Politicised nexus thinking in practice: Integrating urban wastewater utilities into regional energy markets
研究了德国八个城市/区域将污水处理厂作为区域电力、燃气和供热市场“灵活性提供者”的实践,发现这不仅是技术调整,更是对现有物质、空间和制度配置的重大重组,是一个深刻的政治过程。
Infrastructures are key interfaces of urban resource use, connecting production to consumption, cities to their hinterland and energy to water and land use. They have, however, received scant attention in debates on nexus thinking in general, and the urban nexus in particular. Drawing on an emergent critical literature on the nexus in urban studies and science and technology studies, this article examines practices of (attempted) inter-sectoral infrastructure integration at the interface of urban wastewater treatment and regional energy provision in Germany.

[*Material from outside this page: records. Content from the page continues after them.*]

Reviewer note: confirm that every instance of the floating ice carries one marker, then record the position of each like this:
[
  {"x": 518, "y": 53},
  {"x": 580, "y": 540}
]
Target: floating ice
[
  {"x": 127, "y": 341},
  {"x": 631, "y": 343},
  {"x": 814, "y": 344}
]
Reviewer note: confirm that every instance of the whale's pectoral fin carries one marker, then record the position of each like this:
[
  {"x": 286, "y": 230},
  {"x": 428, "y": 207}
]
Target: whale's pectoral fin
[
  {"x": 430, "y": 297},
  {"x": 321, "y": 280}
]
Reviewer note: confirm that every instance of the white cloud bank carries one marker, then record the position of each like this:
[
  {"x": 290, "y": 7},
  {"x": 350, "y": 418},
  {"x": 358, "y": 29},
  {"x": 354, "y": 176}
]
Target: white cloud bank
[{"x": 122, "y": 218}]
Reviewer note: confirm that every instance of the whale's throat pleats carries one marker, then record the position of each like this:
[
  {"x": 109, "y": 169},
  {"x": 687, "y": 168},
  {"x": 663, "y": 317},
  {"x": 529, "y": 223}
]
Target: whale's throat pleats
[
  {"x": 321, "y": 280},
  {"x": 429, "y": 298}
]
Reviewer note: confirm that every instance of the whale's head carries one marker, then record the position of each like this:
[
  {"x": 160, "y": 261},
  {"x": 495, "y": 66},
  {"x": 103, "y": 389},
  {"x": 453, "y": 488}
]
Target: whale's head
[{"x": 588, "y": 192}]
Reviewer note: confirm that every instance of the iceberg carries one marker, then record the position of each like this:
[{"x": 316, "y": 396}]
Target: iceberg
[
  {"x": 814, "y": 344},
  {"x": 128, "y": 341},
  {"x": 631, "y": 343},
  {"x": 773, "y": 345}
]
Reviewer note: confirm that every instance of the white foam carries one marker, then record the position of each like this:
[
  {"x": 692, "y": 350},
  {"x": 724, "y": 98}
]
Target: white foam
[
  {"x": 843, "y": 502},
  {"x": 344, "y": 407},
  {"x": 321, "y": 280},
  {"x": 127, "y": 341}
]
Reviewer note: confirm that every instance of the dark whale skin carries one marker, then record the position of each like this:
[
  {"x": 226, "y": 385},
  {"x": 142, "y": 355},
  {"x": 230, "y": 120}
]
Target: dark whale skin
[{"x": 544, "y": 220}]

It analyses the nexus approaches and experiences of eight German cities / city-regions as so-called ‘flexibility providers’ in regional energy markets for electricity, gas and heating. It demonstrates how the practices of wastewater utilities operating in energy markets involve far more than technical adaptation, requiring in addition a major reordering of existing material, spatial and institutional configurations to both wastewater and energy systems. This is proving a deeply political process with important implications for our understanding of socio-technical transitions at the water-energy nexus.